The peak of a so-called king tide has passed without major damage in Vancouver, as flood watches and high streamflow advisories remain posted across Vancouver Island and much of B.C.’s South Coast.
The big tide combined with heavy rain and snowmelt had raised the risk of flooding after pre-Christmas snowstorms.
The River Forecast Centre posted flood watches for Metro Vancouver, the Fraser Valley, Howe Sound and the southern two-thirds of Vancouver Island as heavy rain drenched the regions on Sunday and Monday, speeding melt and causing additional run-off.
Environment Canada called for 60 to 120 millimetres of rain across the Sunshine Coast and Metro Vancouver by early Wednesday.
The weather office said it had “high confidence” the rain and snowmelt, coupled with strong winds and high tides, would cause potentially damaging coastal flooding in low-lying areas from Vancouver and Howe Sound to the Sunshine Coast, East Vancouver Island and the southern Gulf Islands.
The River Forecast Centre also said officials were keeping a close eye on the situation in northwest Washington state where a flood watch was in effect as the Nooksack River threatened to top its banks.
High water on that river was linked to last November’s devastating floods in the Fraser Valley and the centre said there may be a “small chance of a minor overflow” into the Sumas River drainage on the B.C. side of the border.
The City of Vancouver had warned Monday of elevated flood risk as so-called king tides — exceptionally high seasonal tides — were due early Tuesday at the same time as strong winds were forecast to cause a significant storm surge.
“Low-lying areas … will be at an elevated flood risk and may experience overland flooding,” the city said in a statement.
The city had closed part of the Stanley Park seawall as a precaution.
But no major damage was reported, the city said in a statement on Twitter Tuesday.
It posted photos taken at the peak of the tide, showing flooded grassland and roads near several beaches around English Bay, but no major damage.
Environment Canada said the tide pushed water levels at Point Atkinson in West Vancouver to a height of 5.70 metres, breaking the previous record of 5.61 metres set in 1982.
Water levels were expected to fall and conditions were forecast to improve through Tuesday afternoon and evening, the weather office said on its website.
It was maintaining a rainfall warning for Howe Sound and Metro Vancouver, advising of localized flooding, water pooling on roads and the potential for debris flows, while the flood watches and high streamflow advisories issued Monday by the River Forecast Centre also remained in effect.
A landslide 23 kilometres west of Sechelt on Highway 101 closed that road and DriveBC said a detour was not available.
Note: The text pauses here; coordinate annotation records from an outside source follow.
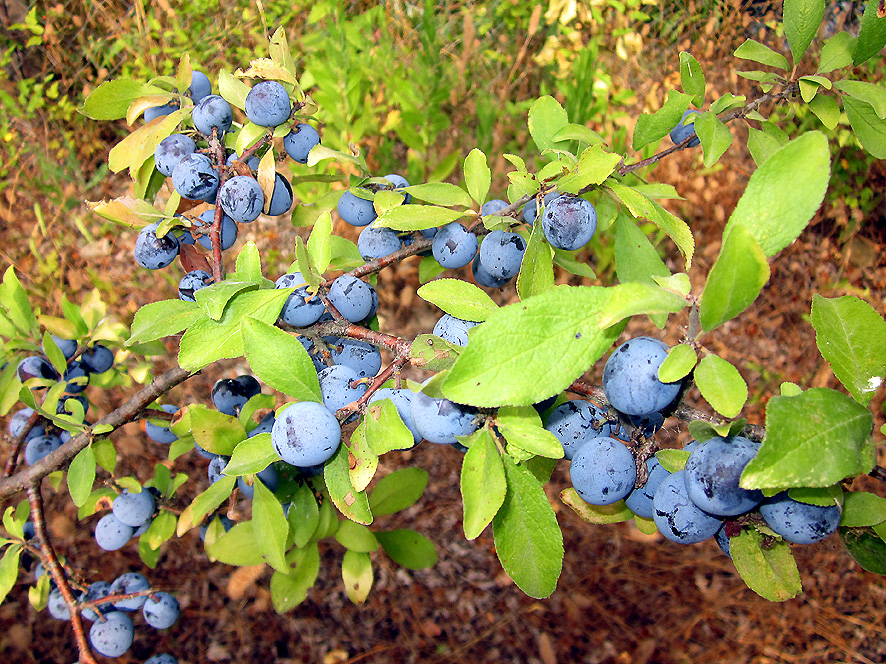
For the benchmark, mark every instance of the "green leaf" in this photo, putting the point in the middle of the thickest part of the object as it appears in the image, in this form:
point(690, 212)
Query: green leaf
point(9, 569)
point(692, 78)
point(320, 243)
point(398, 490)
point(478, 177)
point(770, 572)
point(214, 431)
point(614, 513)
point(408, 548)
point(440, 193)
point(353, 504)
point(593, 167)
point(851, 336)
point(546, 118)
point(672, 460)
point(826, 109)
point(715, 137)
point(645, 208)
point(290, 590)
point(868, 550)
point(528, 539)
point(356, 574)
point(721, 385)
point(814, 439)
point(269, 526)
point(304, 515)
point(735, 281)
point(14, 301)
point(110, 100)
point(784, 193)
point(384, 429)
point(431, 353)
point(416, 217)
point(870, 93)
point(837, 52)
point(252, 455)
point(458, 298)
point(757, 52)
point(655, 126)
point(869, 129)
point(861, 508)
point(483, 484)
point(555, 334)
point(207, 340)
point(81, 475)
point(537, 270)
point(356, 537)
point(205, 503)
point(801, 21)
point(279, 360)
point(163, 319)
point(521, 426)
point(871, 34)
point(680, 361)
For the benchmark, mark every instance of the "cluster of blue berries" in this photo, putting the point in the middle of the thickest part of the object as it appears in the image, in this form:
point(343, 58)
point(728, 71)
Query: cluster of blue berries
point(112, 632)
point(690, 505)
point(44, 438)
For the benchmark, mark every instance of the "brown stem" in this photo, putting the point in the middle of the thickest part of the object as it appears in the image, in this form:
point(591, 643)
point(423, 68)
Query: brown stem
point(126, 413)
point(35, 498)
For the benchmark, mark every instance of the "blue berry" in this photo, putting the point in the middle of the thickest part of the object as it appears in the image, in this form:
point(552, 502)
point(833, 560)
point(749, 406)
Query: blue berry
point(336, 388)
point(441, 420)
point(639, 501)
point(230, 394)
point(569, 222)
point(362, 357)
point(172, 150)
point(161, 610)
point(194, 177)
point(712, 474)
point(482, 277)
point(402, 399)
point(191, 283)
point(281, 197)
point(501, 254)
point(454, 330)
point(354, 210)
point(125, 584)
point(97, 358)
point(212, 112)
point(575, 422)
point(113, 636)
point(301, 309)
point(306, 434)
point(677, 517)
point(603, 471)
point(630, 377)
point(229, 230)
point(454, 246)
point(39, 447)
point(351, 297)
point(153, 252)
point(299, 141)
point(267, 104)
point(681, 132)
point(377, 242)
point(111, 534)
point(798, 522)
point(241, 198)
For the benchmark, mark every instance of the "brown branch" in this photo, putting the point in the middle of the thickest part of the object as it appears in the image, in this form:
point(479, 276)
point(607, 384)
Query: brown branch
point(126, 413)
point(50, 561)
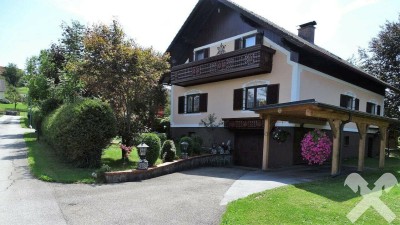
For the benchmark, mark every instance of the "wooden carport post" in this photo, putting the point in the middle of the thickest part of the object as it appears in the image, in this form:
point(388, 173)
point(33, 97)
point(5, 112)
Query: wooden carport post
point(362, 130)
point(268, 124)
point(383, 132)
point(335, 127)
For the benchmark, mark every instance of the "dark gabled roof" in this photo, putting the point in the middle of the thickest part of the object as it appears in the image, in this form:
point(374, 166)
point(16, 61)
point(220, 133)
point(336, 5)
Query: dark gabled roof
point(288, 37)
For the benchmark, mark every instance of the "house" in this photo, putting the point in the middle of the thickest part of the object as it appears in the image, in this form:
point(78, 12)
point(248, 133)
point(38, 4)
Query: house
point(256, 76)
point(2, 83)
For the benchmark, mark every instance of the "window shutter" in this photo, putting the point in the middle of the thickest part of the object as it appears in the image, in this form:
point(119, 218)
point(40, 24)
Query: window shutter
point(369, 107)
point(238, 99)
point(181, 104)
point(238, 44)
point(357, 104)
point(259, 38)
point(203, 102)
point(206, 53)
point(273, 94)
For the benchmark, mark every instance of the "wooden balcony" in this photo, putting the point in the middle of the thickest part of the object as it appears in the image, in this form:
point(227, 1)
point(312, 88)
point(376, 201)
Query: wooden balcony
point(239, 63)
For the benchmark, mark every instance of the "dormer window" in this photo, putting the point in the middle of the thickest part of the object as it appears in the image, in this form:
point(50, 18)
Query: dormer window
point(373, 108)
point(248, 41)
point(349, 102)
point(201, 54)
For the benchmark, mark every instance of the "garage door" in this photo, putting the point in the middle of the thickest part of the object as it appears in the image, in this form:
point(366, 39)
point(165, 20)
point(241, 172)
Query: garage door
point(248, 149)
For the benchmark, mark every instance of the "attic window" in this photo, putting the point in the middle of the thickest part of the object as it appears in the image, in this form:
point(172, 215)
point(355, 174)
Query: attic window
point(201, 54)
point(248, 41)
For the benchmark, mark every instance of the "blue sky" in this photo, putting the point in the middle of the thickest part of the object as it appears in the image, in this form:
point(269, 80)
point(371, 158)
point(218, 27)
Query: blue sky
point(27, 26)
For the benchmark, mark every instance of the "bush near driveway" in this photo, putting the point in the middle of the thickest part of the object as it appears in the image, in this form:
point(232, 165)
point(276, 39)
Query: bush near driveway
point(80, 131)
point(168, 151)
point(154, 143)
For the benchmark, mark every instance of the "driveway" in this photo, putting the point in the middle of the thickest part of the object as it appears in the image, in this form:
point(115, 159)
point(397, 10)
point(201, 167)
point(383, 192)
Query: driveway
point(192, 197)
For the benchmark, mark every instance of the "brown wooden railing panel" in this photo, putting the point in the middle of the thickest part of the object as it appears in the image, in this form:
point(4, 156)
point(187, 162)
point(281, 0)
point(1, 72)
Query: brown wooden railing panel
point(240, 63)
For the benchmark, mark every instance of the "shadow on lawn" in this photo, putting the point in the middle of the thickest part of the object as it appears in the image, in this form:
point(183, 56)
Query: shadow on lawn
point(334, 189)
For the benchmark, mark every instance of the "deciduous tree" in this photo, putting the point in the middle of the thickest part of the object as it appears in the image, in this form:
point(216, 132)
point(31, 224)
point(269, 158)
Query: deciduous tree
point(124, 74)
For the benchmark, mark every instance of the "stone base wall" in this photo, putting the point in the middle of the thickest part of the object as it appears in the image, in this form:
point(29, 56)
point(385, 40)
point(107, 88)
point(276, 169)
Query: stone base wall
point(167, 168)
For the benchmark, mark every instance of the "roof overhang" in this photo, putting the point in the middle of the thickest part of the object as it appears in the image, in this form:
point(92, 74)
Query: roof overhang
point(311, 111)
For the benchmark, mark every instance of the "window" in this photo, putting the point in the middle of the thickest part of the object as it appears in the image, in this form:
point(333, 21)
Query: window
point(201, 54)
point(255, 96)
point(349, 102)
point(248, 41)
point(370, 108)
point(195, 103)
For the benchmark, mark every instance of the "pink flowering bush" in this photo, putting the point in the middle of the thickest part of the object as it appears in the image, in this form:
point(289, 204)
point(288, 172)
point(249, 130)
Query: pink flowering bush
point(316, 147)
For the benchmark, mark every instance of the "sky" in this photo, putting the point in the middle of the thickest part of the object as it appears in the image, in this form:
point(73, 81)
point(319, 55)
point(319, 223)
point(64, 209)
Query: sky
point(28, 26)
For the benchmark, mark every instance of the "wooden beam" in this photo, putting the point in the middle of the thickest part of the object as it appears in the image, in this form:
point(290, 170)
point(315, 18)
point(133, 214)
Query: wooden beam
point(335, 127)
point(383, 132)
point(268, 124)
point(370, 121)
point(362, 131)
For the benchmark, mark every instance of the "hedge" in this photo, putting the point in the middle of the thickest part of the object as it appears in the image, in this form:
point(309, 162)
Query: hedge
point(80, 131)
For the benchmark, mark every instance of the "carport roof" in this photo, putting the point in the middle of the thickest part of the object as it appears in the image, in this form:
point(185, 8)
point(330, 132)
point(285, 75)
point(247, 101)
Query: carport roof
point(311, 111)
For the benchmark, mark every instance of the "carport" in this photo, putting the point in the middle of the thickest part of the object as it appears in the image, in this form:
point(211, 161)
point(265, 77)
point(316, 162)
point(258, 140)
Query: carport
point(313, 112)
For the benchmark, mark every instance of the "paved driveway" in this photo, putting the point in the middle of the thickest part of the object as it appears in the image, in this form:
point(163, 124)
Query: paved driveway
point(192, 197)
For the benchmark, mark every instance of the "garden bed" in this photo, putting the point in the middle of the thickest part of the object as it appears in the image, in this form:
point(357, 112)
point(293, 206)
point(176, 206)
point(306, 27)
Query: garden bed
point(167, 168)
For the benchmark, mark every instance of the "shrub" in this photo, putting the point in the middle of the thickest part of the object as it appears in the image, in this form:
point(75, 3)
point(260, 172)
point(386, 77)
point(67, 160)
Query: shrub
point(37, 118)
point(168, 151)
point(316, 147)
point(49, 105)
point(80, 131)
point(197, 143)
point(189, 140)
point(154, 143)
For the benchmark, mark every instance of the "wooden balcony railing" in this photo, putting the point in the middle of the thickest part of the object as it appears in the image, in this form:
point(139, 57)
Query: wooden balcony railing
point(239, 63)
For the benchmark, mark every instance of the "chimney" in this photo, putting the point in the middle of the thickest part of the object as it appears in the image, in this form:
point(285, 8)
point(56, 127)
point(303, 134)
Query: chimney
point(307, 31)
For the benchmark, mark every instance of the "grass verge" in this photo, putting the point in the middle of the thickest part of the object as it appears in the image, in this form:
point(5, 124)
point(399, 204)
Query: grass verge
point(47, 166)
point(325, 201)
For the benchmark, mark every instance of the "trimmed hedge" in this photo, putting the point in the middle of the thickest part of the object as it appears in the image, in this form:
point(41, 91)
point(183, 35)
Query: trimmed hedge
point(168, 151)
point(154, 143)
point(189, 140)
point(80, 131)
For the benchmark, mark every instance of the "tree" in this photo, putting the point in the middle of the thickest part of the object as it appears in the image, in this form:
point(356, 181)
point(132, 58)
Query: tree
point(12, 74)
point(13, 95)
point(120, 72)
point(382, 59)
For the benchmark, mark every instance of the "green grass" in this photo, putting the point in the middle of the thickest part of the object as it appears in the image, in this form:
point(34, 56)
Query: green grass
point(47, 166)
point(326, 201)
point(21, 107)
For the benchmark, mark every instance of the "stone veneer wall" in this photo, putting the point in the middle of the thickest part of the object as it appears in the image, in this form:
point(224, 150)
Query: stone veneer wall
point(191, 163)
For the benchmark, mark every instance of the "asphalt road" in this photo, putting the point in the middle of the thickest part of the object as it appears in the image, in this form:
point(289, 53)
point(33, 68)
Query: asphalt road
point(196, 196)
point(191, 197)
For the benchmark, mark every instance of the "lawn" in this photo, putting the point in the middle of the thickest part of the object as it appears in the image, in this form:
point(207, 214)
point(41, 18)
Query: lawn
point(47, 166)
point(326, 201)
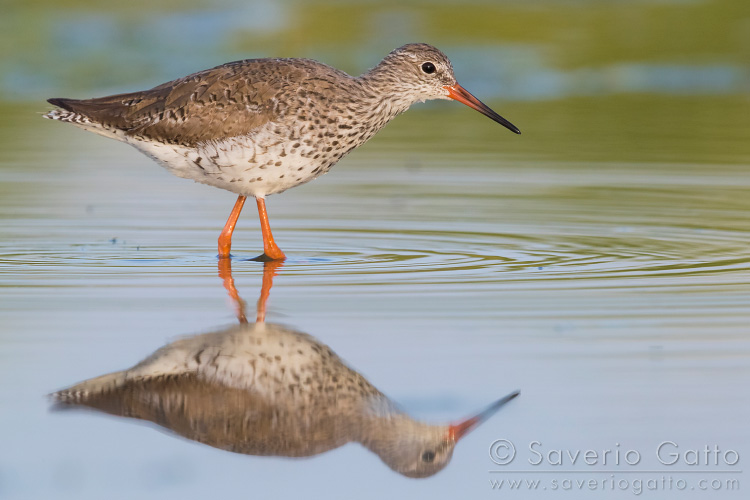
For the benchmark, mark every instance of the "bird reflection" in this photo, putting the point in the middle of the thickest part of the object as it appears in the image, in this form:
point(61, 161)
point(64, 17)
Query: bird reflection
point(266, 389)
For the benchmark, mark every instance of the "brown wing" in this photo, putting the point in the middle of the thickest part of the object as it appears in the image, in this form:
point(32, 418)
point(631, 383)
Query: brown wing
point(226, 101)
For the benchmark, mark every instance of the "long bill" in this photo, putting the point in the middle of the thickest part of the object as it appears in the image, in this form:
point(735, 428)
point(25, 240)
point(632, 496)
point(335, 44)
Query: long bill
point(459, 430)
point(460, 94)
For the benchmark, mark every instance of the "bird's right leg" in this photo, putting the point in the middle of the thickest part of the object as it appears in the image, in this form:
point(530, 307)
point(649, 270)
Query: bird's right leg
point(225, 238)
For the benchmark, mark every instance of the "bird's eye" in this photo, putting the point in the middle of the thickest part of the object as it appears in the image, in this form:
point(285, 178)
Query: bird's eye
point(428, 68)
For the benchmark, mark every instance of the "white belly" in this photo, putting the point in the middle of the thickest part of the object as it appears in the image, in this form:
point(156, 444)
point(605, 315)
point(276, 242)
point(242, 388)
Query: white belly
point(258, 165)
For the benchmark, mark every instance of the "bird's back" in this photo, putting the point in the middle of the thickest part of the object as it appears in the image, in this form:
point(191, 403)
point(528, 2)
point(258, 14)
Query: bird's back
point(230, 100)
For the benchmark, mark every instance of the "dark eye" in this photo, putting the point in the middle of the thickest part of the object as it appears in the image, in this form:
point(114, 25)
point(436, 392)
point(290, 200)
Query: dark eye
point(428, 68)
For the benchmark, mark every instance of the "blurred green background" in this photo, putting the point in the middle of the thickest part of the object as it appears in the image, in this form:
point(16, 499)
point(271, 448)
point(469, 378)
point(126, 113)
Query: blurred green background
point(640, 80)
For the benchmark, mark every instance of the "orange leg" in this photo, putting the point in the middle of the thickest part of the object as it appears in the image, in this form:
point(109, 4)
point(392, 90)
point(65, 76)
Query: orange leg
point(270, 250)
point(225, 273)
point(225, 238)
point(270, 269)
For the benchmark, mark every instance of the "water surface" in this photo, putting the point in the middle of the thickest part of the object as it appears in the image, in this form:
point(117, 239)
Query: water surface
point(598, 263)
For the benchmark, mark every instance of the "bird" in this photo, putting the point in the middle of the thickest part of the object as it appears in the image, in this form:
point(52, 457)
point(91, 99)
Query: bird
point(268, 390)
point(258, 127)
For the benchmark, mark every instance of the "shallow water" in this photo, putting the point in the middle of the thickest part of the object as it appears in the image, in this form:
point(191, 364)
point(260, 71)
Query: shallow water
point(598, 262)
point(613, 295)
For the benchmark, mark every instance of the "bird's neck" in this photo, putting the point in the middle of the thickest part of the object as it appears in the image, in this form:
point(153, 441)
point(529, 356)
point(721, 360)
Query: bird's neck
point(384, 93)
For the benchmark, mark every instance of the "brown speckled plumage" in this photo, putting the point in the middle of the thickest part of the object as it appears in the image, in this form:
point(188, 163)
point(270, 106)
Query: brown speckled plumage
point(264, 389)
point(262, 126)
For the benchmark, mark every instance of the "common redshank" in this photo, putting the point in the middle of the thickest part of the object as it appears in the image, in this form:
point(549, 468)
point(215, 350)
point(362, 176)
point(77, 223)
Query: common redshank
point(265, 389)
point(261, 126)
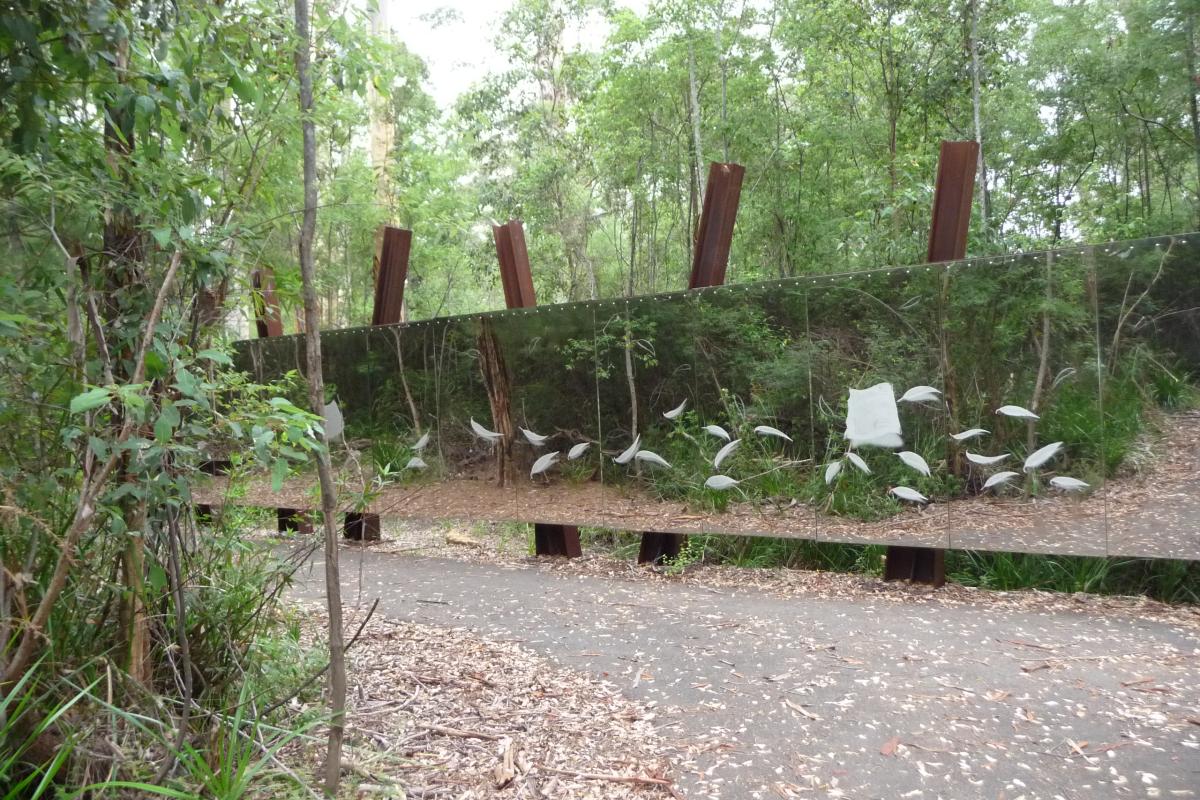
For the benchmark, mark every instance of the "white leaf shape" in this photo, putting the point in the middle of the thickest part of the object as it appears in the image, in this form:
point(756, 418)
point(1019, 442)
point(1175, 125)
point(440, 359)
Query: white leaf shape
point(767, 431)
point(484, 433)
point(335, 423)
point(725, 452)
point(651, 458)
point(1018, 413)
point(985, 461)
point(912, 495)
point(628, 455)
point(915, 461)
point(873, 419)
point(857, 461)
point(718, 431)
point(1042, 456)
point(720, 482)
point(544, 463)
point(1000, 477)
point(919, 395)
point(535, 439)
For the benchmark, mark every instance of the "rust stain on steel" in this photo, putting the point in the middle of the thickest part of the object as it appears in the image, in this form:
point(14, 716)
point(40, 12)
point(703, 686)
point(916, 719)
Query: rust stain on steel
point(714, 238)
point(516, 277)
point(395, 245)
point(953, 196)
point(390, 271)
point(267, 305)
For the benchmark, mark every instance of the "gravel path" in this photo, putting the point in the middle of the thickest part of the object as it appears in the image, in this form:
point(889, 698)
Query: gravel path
point(861, 692)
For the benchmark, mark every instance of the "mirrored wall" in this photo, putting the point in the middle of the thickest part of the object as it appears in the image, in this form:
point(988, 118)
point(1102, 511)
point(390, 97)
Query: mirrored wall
point(1037, 402)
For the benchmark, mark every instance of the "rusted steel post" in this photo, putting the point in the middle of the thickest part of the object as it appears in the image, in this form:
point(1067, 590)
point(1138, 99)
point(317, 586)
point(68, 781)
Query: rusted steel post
point(516, 277)
point(714, 234)
point(269, 322)
point(393, 246)
point(711, 257)
point(953, 194)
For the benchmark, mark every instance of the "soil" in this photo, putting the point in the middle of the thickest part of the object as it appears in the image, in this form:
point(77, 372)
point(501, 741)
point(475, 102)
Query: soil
point(1153, 513)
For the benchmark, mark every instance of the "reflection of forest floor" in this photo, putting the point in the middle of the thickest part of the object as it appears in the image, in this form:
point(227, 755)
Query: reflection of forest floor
point(1153, 513)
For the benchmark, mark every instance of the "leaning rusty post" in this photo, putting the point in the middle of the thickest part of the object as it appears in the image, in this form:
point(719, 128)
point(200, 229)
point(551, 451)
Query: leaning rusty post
point(516, 277)
point(953, 194)
point(393, 246)
point(711, 257)
point(269, 322)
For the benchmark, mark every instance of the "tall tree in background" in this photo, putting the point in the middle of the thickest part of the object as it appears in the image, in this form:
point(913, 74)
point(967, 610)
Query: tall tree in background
point(317, 402)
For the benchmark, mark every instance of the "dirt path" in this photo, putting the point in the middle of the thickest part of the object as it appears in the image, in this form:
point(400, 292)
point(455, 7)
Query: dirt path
point(839, 686)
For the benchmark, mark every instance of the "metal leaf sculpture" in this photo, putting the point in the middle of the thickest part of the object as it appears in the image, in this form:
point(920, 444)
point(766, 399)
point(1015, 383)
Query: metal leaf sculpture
point(1067, 372)
point(911, 495)
point(857, 461)
point(921, 395)
point(628, 455)
point(1000, 479)
point(915, 461)
point(1042, 455)
point(544, 463)
point(717, 431)
point(767, 431)
point(720, 482)
point(1068, 483)
point(484, 433)
point(652, 458)
point(335, 423)
point(725, 452)
point(535, 439)
point(1018, 413)
point(985, 461)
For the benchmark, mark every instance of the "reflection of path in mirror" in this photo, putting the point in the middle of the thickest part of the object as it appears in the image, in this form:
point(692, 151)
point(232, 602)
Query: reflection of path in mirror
point(1155, 515)
point(835, 683)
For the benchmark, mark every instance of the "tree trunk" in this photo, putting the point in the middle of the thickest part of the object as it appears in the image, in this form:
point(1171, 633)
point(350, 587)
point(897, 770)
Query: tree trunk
point(123, 276)
point(317, 403)
point(1031, 433)
point(496, 380)
point(699, 154)
point(1194, 104)
point(976, 109)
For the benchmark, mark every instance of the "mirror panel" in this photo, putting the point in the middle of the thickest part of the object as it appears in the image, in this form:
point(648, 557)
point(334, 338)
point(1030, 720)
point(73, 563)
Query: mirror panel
point(816, 379)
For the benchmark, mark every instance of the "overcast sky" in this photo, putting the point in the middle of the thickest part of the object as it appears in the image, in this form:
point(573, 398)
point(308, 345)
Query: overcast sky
point(459, 52)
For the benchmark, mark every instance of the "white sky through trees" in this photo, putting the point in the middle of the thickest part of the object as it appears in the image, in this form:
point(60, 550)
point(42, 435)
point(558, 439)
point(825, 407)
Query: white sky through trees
point(455, 38)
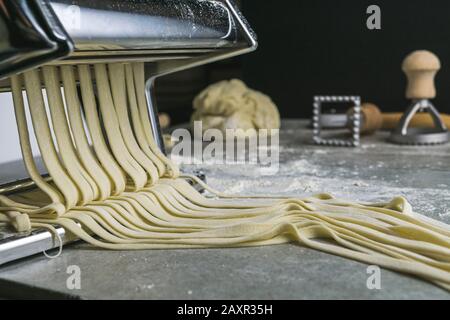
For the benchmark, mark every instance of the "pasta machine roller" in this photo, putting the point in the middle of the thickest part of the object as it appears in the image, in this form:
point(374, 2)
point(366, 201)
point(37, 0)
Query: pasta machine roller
point(168, 35)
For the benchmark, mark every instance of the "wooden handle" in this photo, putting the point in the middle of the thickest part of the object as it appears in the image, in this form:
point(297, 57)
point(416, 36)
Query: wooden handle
point(421, 68)
point(420, 120)
point(372, 119)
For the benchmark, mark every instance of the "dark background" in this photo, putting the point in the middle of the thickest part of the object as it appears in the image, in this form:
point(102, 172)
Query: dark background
point(310, 47)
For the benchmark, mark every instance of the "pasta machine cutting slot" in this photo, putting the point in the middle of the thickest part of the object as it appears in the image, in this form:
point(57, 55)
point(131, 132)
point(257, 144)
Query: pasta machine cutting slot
point(167, 35)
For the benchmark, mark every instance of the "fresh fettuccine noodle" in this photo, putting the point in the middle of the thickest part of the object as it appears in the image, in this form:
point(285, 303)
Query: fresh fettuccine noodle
point(113, 188)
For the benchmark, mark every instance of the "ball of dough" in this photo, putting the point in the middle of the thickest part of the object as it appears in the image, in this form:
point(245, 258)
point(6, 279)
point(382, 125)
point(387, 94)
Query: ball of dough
point(232, 105)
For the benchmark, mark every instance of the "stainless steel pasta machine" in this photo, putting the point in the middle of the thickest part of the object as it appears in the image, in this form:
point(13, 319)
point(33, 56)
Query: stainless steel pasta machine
point(168, 35)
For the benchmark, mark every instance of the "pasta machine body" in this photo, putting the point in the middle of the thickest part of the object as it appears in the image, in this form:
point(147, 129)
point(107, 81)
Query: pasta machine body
point(167, 35)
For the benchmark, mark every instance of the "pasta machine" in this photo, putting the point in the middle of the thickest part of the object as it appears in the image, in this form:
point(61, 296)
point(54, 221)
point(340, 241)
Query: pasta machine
point(168, 35)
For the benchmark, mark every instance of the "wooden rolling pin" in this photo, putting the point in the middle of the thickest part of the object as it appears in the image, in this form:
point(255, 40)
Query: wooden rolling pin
point(373, 119)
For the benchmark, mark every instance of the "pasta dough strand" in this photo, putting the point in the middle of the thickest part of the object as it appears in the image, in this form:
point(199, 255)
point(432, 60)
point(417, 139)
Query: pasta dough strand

There were no reports of injuries and the District of Sechelt said on social media that the situation was being assessed.
Elsewhere, Environment Canada was maintaining winter storm warnings or special weather statements for parts of the southern and southeastern Interior as 25 to 30 centimetres of snow was forecast in the Kootenay and Boundary area before changing to rain or freezing rain later in the day.
A travel advisory was posted urging drivers to stay off Highway 3 east of Osoyoos. The route remained open, although DriveBC, the province’s online travel advisory system, warned of the “high probability” of closures on short notice.
Highway 1 through the Fraser Canyon just north of Hope was shut down Monday because of an avalanche hazard.